Créée par Patrick Somerville, librement adaptée d’une série danoise du même nom, et entièrement réalisée par Cary Joji Fukunaga (qu’on n’avait pas revu sur le petit écran depuis la saison 1 de True Detective en 2014), Maniac divise. La réalisation inspirée de Fukunaga n’y est pour rien. Ni le jeu impeccable des acteurs et actrices, Emma Stone en tête. Non, son erreur, c’est d’avoir trouvé plus judicieux d’ouvrir avec le personnage campé par Jonah Hill, Owen, plutôt que celui d’Emma Stone, Annie, qui est relégué au deuxième épisode. Ils ont beau être les deux faces d’une même pièce (la maladie mentale), cette dernière est un protagoniste nettement plus attirant au premier abord. Elle est lumineuse, en apparence du moins, avec un caractère bien trempé et un but clairement défini dès le départ (qui s’avérera plus profond qu’on ne le pense), de fait, on s’identifie sans peine à elle.

Annie, parce qu’elle est en colère et n’a rien à perdre, est un personnage bien plus facile à aimer sur le coup. C’est elle qui aurait dû nous faire entrer dans Maniac. Non pas qu’Owen soit moins intéressant, il est juste plus difficile à approcher et évolue dans un environnement (sa famille, son travail, son micro-appartement) stérile et sans affect. Ce choix de nous faire entrer dans cet univers rétrofuturiste si étonnant en se laissant guider par Owen, n’aide pas à lâcher prise. Ça, ajouté à son caractère plutôt unique, et il n’est pas étonnant que certain·e·s restent de marbre devant le premier épisode. Pourtant, en dépit de ce faux pas et d’un début un peu poseur, le reste n’est qu’un long émerveillement. Une exploration de la psyché humaine à la croisée des mondes d’Eternal Sunshine of the Spotless Mind et de la série Legion.

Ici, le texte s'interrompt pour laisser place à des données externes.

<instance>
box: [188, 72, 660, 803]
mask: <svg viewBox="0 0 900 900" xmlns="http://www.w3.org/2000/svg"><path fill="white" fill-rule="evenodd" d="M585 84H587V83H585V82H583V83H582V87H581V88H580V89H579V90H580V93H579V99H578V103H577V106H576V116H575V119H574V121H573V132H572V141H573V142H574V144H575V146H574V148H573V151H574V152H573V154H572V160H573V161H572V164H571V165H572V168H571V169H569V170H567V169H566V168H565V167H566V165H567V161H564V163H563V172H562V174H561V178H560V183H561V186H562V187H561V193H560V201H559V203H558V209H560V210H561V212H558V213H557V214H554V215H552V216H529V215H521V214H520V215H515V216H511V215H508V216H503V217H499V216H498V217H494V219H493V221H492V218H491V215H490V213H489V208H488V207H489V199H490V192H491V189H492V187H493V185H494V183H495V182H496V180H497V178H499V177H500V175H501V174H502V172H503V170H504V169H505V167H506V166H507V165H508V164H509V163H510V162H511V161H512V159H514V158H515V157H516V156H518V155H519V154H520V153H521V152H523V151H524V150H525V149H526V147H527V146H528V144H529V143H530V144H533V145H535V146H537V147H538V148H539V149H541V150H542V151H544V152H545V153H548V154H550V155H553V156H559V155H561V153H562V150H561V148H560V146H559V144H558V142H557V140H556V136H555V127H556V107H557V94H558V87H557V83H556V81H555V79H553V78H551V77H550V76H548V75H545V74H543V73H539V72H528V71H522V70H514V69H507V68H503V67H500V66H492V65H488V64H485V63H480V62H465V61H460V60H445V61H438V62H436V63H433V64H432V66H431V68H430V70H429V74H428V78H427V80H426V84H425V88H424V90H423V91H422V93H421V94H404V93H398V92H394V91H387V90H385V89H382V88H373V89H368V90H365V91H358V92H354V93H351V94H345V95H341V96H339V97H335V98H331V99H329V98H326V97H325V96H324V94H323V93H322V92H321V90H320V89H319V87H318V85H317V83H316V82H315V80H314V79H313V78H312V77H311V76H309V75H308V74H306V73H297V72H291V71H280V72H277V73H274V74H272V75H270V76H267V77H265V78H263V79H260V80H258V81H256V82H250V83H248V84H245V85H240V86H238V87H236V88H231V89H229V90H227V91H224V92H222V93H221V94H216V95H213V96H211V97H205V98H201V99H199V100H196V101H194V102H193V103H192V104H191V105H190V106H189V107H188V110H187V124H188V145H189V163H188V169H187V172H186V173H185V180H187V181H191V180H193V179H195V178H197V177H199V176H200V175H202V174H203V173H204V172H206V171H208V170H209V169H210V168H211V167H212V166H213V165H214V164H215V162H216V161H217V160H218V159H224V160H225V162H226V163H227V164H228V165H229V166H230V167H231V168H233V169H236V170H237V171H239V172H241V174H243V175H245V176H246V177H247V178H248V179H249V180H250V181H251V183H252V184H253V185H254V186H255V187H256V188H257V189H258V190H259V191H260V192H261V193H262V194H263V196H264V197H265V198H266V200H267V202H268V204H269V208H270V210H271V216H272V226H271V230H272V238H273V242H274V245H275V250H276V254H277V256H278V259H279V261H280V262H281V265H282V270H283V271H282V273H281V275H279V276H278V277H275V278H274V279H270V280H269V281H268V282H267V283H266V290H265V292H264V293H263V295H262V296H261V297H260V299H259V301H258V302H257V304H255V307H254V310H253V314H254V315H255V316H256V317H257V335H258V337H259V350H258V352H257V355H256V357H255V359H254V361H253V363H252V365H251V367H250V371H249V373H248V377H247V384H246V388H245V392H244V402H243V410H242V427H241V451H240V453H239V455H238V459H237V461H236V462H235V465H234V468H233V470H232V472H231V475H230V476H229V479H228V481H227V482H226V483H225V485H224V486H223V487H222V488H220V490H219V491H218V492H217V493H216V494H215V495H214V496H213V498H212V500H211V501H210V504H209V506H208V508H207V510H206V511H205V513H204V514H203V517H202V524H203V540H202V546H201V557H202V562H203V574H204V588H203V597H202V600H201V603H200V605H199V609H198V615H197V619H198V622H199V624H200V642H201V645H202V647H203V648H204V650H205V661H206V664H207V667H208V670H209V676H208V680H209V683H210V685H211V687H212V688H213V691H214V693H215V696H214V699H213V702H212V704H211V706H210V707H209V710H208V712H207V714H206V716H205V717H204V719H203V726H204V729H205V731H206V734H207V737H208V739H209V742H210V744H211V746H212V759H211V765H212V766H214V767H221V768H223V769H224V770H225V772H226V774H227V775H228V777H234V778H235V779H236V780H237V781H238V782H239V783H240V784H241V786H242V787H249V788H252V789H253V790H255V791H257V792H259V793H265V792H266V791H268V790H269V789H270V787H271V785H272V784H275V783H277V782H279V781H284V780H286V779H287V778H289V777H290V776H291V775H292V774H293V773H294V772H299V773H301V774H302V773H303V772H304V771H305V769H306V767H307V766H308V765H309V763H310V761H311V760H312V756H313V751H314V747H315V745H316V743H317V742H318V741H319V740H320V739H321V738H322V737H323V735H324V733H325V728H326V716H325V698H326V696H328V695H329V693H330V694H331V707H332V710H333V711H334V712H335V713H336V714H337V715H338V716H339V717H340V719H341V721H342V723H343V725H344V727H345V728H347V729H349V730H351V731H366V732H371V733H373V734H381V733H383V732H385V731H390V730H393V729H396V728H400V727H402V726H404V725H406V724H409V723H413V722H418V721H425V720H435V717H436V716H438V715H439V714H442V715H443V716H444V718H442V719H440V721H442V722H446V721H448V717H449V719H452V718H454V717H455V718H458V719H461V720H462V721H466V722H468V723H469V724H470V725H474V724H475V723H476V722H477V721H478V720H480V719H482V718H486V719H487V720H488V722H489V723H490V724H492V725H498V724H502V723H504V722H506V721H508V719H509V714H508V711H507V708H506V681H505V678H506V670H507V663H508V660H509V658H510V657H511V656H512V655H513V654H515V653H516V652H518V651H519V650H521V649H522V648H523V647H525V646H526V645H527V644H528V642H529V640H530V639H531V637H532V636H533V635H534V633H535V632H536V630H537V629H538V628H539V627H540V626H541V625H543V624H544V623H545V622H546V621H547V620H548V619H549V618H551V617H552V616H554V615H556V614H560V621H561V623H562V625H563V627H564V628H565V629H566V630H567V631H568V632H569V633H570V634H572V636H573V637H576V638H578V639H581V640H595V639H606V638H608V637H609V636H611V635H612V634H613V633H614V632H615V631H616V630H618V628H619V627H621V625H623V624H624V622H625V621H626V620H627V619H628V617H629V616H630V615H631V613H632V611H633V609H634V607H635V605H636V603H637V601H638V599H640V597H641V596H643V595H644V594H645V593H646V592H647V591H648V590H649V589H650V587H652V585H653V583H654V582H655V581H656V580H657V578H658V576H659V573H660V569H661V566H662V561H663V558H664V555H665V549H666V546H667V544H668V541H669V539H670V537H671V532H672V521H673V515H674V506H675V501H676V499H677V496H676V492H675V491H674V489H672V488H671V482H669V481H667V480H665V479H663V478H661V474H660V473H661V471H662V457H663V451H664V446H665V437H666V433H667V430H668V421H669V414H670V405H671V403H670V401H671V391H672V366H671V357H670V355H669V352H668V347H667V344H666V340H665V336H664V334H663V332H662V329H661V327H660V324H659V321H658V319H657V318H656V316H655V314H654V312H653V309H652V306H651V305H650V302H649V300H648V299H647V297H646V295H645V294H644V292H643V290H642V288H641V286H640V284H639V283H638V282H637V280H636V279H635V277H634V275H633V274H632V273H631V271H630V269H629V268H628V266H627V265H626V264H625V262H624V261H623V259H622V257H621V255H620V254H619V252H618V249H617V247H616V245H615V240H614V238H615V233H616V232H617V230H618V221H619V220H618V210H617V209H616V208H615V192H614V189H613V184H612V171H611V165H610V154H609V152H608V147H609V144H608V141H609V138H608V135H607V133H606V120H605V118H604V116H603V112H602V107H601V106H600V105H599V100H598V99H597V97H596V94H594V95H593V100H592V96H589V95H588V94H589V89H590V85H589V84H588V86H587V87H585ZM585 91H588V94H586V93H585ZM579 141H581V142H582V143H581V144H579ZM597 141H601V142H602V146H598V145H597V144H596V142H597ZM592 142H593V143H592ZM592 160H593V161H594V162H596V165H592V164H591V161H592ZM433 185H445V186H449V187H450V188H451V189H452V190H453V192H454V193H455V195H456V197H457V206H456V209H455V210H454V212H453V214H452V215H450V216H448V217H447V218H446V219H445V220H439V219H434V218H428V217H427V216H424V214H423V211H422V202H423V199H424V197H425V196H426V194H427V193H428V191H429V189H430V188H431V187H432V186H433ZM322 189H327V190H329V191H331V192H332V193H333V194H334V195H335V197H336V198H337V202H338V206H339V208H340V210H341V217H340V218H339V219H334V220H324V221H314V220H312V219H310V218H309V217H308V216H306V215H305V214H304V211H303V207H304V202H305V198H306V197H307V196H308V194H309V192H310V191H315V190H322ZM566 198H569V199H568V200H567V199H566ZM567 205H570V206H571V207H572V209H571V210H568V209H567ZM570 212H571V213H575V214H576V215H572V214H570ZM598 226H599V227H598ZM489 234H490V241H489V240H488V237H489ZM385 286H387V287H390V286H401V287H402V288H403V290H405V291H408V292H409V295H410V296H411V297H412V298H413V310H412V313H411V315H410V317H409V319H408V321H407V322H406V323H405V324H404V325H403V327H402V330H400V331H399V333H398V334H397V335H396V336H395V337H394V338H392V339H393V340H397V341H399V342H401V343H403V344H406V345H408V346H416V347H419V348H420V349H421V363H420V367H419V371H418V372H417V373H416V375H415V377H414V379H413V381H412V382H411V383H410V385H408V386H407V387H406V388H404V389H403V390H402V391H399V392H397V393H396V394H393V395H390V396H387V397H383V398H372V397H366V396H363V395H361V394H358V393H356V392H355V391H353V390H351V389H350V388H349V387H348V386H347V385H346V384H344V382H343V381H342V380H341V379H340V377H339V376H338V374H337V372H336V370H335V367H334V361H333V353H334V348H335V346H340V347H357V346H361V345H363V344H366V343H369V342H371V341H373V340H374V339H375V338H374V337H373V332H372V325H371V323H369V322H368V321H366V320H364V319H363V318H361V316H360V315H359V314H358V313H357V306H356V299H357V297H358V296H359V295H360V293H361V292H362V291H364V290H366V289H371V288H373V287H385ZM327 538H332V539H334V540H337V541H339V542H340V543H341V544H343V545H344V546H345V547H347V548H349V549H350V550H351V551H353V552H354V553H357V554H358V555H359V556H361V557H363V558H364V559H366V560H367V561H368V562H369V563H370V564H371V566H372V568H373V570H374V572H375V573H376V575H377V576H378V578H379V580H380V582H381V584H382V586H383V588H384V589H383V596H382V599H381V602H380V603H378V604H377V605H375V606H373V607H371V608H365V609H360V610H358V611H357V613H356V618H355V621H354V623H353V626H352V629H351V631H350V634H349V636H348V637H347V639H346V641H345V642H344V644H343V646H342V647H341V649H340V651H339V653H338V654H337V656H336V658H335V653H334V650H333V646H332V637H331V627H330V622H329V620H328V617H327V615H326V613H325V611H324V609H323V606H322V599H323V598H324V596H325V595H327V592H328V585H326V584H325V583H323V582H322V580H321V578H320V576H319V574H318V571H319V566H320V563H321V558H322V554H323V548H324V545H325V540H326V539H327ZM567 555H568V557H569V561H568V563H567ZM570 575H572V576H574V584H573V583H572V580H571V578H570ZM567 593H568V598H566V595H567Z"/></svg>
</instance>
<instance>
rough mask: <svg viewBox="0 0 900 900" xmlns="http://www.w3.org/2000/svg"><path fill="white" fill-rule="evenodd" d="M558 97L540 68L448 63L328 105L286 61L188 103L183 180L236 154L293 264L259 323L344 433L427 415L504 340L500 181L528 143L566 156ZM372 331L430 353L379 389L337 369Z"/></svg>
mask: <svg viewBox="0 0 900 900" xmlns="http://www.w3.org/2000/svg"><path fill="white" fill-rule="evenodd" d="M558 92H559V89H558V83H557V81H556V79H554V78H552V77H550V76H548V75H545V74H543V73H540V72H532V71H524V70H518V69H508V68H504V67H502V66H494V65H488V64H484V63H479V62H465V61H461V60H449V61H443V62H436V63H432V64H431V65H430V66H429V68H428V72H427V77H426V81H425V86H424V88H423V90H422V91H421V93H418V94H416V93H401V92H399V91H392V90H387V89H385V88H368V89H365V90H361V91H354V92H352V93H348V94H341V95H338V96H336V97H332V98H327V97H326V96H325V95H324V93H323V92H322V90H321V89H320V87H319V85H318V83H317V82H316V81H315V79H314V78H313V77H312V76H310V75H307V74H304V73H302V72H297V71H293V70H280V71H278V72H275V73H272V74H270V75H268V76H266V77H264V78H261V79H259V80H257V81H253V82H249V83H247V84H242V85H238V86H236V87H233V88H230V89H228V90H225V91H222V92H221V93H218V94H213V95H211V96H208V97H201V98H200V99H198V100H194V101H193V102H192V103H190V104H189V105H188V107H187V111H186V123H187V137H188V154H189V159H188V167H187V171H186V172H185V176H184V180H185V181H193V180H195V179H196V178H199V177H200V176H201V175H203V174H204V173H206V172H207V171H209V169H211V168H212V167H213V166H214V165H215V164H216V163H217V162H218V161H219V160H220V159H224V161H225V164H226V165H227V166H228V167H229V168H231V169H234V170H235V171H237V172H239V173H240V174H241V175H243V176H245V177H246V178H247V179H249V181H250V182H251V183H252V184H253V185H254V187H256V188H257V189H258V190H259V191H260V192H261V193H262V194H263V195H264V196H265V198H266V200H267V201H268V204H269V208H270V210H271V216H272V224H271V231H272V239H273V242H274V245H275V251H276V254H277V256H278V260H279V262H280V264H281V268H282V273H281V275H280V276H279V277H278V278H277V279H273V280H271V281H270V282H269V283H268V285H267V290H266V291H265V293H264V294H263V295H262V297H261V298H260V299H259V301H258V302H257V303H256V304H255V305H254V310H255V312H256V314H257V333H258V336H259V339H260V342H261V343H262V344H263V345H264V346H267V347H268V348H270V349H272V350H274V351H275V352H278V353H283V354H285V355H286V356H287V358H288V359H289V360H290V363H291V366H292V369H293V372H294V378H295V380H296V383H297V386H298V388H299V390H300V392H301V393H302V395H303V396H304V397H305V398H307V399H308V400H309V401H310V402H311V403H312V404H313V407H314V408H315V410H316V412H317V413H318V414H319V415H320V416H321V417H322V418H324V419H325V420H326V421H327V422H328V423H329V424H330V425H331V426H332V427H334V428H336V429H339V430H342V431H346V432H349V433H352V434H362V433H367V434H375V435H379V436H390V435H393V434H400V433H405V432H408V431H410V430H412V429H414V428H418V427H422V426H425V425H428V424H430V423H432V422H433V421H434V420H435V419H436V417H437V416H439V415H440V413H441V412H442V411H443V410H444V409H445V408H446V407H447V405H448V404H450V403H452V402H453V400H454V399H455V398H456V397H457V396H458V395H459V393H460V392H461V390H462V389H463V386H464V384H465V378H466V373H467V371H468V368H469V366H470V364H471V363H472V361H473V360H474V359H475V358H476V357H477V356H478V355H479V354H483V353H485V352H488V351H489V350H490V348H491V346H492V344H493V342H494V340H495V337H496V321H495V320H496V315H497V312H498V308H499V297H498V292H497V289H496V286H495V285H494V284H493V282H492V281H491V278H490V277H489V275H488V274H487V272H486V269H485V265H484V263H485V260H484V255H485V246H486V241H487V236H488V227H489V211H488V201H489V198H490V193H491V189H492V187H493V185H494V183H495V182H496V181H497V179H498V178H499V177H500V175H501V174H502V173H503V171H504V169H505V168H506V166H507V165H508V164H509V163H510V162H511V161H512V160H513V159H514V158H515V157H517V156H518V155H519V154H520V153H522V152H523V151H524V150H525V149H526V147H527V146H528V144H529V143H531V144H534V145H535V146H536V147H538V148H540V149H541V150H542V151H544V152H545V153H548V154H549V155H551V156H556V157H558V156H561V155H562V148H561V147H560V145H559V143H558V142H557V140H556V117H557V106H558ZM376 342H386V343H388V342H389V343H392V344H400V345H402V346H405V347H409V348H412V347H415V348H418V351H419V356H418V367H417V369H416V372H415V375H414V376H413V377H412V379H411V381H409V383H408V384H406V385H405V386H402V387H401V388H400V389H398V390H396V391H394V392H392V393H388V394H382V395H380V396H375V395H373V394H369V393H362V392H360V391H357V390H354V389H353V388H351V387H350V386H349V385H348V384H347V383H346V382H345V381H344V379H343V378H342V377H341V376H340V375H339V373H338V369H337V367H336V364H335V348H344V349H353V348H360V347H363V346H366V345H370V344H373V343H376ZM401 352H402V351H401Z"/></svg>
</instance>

Plus on avance, plus on s’enfonce profondément dans l’esprit de nos deux infortunés héros, et plus on réalise qu’ils ne se sont pas lancés à la poursuite du bonheur, mais plutôt de la normalité. Une quête à laquelle beaucoup d’entre nous aspirent. Mais les dés sont pipés dès le départ, si l’on prête attention aux détails. D’abord, on comprend que cette quête de “normalité” est vouée à l’échec dans cet univers bizarre où, finalement, être “normal·e” c’est être différent·e. Les scientifiques travaillant d’arrache-pied à guérir ces maladies mentales sont tout autant affecté·e·s et pétri·e·s de névroses, à l’instar du Dr Manterlay (Justin Theroux). Maniac montre aussi très bien l’étape essentielle du diagnostic, à laquelle on s’accroche comme à une bouée de sauvetage, ou qui nous assomme. Si Owen était déjà au courant de sa schizophrénie, Annie, quant à elle, semble sonnée par cette vérité étalée sur le papier.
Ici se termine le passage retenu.